How can you let an internal ChatGPT coding agent write production code without risking data leakage or rogue commands?
Many teams expose a single API key to an AI assistant, embed it in CI pipelines, or grant the model unrestricted network access. The assistant can retrieve secrets, push changes, or execute shell commands on behalf of any developer who triggers it. Because the model talks directly to the target service, there is no visibility into which prompts caused which actions, no way to block dangerous operations, and no audit trail for compliance or incident response.

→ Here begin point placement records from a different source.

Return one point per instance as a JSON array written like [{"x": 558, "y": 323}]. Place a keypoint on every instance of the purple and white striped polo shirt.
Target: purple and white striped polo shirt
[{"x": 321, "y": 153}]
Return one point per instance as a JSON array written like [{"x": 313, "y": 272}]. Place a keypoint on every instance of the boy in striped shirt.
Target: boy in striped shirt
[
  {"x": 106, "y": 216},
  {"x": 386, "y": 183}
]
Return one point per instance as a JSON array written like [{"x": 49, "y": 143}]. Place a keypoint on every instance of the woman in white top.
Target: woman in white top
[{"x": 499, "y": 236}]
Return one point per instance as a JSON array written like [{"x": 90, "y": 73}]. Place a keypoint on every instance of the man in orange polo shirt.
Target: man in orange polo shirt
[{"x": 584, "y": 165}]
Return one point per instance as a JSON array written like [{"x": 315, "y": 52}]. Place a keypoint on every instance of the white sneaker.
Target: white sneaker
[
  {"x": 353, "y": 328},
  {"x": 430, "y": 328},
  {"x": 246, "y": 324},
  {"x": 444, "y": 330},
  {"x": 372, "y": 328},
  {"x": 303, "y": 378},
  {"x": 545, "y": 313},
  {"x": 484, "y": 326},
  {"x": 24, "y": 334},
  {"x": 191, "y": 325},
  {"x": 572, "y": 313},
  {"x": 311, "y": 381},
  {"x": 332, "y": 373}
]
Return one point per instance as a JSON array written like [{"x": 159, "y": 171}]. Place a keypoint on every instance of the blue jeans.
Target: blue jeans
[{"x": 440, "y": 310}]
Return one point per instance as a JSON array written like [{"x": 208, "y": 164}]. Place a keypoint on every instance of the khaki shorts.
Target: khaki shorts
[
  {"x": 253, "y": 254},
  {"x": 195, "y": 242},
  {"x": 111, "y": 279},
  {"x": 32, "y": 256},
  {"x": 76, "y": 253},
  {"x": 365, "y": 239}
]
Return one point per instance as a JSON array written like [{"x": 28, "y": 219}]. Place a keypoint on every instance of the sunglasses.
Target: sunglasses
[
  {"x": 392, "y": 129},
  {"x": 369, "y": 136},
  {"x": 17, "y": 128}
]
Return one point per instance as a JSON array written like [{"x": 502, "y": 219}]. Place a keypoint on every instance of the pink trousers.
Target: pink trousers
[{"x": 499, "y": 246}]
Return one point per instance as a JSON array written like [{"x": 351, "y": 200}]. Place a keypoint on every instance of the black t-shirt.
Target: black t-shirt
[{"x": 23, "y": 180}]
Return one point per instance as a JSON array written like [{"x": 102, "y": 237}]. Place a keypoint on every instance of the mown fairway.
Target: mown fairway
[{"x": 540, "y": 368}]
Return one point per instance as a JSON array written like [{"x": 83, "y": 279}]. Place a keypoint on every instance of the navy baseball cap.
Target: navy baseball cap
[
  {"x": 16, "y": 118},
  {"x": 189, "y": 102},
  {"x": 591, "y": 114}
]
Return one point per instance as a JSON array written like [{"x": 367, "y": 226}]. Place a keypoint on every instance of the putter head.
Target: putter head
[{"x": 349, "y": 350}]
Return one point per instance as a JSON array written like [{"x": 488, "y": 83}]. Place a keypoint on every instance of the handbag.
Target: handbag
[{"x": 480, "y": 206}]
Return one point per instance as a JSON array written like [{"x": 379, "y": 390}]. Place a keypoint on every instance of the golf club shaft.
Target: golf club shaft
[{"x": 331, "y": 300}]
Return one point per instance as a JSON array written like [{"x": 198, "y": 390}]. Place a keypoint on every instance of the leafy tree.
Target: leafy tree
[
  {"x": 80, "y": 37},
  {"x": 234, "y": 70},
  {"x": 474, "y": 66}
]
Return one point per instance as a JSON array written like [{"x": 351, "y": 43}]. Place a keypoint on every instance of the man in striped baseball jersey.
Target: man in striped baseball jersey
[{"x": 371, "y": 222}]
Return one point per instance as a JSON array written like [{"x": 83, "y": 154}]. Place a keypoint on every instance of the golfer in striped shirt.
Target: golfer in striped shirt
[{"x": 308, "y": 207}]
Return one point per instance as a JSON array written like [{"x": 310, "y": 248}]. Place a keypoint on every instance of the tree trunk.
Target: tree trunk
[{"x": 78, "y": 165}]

Why guardrails matter for AI coding agents
AI‑driven code generation is powerful, but it also amplifies the blast radius of a mis‑prompt. An unchecked request can exfiltrate customer data, modify database schemas, or launch containers that bypass existing change‑approval processes. Organizations that treat the model as a black box end up with a “wild west” environment where every engineer can implicitly grant the AI full admin rights.
The uncontrolled reality today
In practice, teams often create a shared service account for the model, store the credential in a vault, and then hand the secret to the AI runtime. The model receives the credential, opens a direct connection to the internal SaaS, and executes whatever it deems necessary. No identity‑aware proxy sits between the request and the service, so the service cannot distinguish a human‑initiated API call from an AI‑generated one. There is no session recording, no inline data masking, and no just‑in‑time approval workflow. If the model makes a mistake, the organization has no replayable evidence and cannot retroactively block the operation.
What you need beyond identity
Strong authentication, OIDC or SAML tokens, service‑account roles, least‑privilege IAM policies, establishes who is allowed to start a request. However, authentication alone does not enforce what the request can do once it reaches the target. The request still travels straight to the SaaS endpoint, bypassing any policy engine, audit logger, or data‑masking layer. To meet security and compliance goals, you must place a control surface on the data path that can inspect, approve, mask, and record every interaction.
Introducing hoop.dev as the enforcement gateway
hoop.dev is a Layer 7 gateway that sits between identities and the internal SaaS that ChatGPT accesses. By routing every AI‑generated request through hoop.dev, you gain a single, programmable enforcement point. hoop.dev verifies the caller’s OIDC token, then applies guardrails before the request reaches the service.
How hoop.dev enforces guardrails
- Inline data masking – Sensitive fields in responses (API keys, PII, internal IDs) are replaced with placeholder values before they reach the model, preventing accidental leakage.
- Just‑in‑time approvals – When a request attempts a high‑risk operation, such as creating a new database user or deploying a container, hoop.dev pauses the flow and routes the request to an approver. The operation proceeds only after explicit consent.
- Command blocking – Dangerous commands (e.g., destructive SQL statements, shell commands that modify system files) are identified and rejected in real time, ensuring the AI cannot execute them.
- Session recording and replay – Every interaction, including prompts, responses, and approval decisions, is recorded. The recordings can be replayed for forensic analysis or compliance audits.
All of these outcomes exist because hoop.dev occupies the data path. The identity layer merely tells hoop.dev who is making the request; the gateway is the only component that can actually enforce the policies.
Getting started with guardrails for ChatGPT
Begin by deploying the hoop.dev gateway in the same network segment as your internal SaaS. The quick‑start uses Docker Compose and includes built‑in OIDC authentication, masking, and approval workflows. After the gateway is running, register the SaaS endpoint as a connection and configure the AI runtime to talk to the service through the hoop.dev address instead of directly. Detailed steps are covered in the getting‑started guide and the broader feature documentation. The repository on GitHub contains the compose file, Helm charts, and examples for AI agents.
Explore the source and contribute on GitHub.
FAQ
Does hoop.dev replace my existing secret manager?
No. The gateway stores the service credentials it needs to talk to the SaaS, but it never exposes them to the AI model. Your secret manager remains the source of truth for those credentials.
Can I apply different guardrails per AI model or per project?
Yes. Policies are defined per connection, allowing you to tailor masking rules, approval thresholds, and command blocklists for each AI workload.
How does hoop.dev help with compliance audits?
Because every session is recorded and approvals are logged, hoop.dev generates the evidence auditors require for access‑control and change‑management controls. The logs can be exported to your SIEM or retained in an immutable store of your choice.